Uma vez uma amiga me disse que uma de suas paixões era o tempo, pois ele teoricamente curava os mais difíceis problemas, as mais cruéis perdas, e encontrava as mais complicadas soluções. Doce ilusão.
Nunca concordei plenamente até mesmo porque ainda que o tempo levasse todas as dores as cicatrizes são eternas, mas ultimamente minha opinião é totalmente o oposto da dela. Esse dissimulado senso comum de que o tempo faz milagres está saturado. O tempo vem sendo meu pior inimigo, o adversário mais forte, ele sabe como me derrubar, cada vez mais a cada dia que passa. Ele tem inexplicáveis poderes de me fazer recordar o passado e me fazer querer voltar atrás, da mesma forma que me faz desejar um futuro que não posso viver. Ele sabe até fazer os segundos passarem devagar, e quando estou triste parecerem intermináveis.

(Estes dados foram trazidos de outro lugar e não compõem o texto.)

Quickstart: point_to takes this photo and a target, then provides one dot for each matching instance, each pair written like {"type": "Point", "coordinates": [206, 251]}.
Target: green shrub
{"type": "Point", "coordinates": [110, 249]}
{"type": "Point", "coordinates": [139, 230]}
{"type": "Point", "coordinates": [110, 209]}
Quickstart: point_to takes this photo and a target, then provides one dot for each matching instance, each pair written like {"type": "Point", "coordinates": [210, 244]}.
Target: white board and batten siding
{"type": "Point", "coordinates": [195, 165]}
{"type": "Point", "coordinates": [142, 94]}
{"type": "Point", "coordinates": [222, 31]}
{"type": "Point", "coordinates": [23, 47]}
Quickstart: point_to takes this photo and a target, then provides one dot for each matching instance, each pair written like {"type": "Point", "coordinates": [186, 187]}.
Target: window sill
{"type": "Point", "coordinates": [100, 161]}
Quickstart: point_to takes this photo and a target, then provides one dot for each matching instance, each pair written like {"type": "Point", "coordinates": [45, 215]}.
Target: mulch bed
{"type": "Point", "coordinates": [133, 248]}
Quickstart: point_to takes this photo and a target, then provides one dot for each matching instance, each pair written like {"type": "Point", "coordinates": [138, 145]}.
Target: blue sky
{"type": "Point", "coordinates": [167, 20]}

O tempo tem definitivamente todo e qualquer controle sobre mim, me faz extremamente dependente, chega a ser impressionante como ele impera na minha vida, afasta aqueles que amo e aproxima os que odeio, gera mudanças repentinas me deixando sem um chão pra pisar.
O tempo faz com que tudo perca o sentido ou a importância, gestos, palavras, momentos isso sem se esquecer das pessoas. Sabe bem como concretizar meus medos quando eu menos espero. Me pega desprevenido e destrói minhas certezas. De supetão, a minha concepção permuta-se em abstração.Não,não é desacerto meu, é ele novamente dando suas rasteiras devastadoras. Ele conseguiu deixar toda minha inocência abandonada, me transformou em uma pessoa egoísta, fria, e até mesmo vingativa.Com toda volúpia,reduziu meus míseros momentos de alegria.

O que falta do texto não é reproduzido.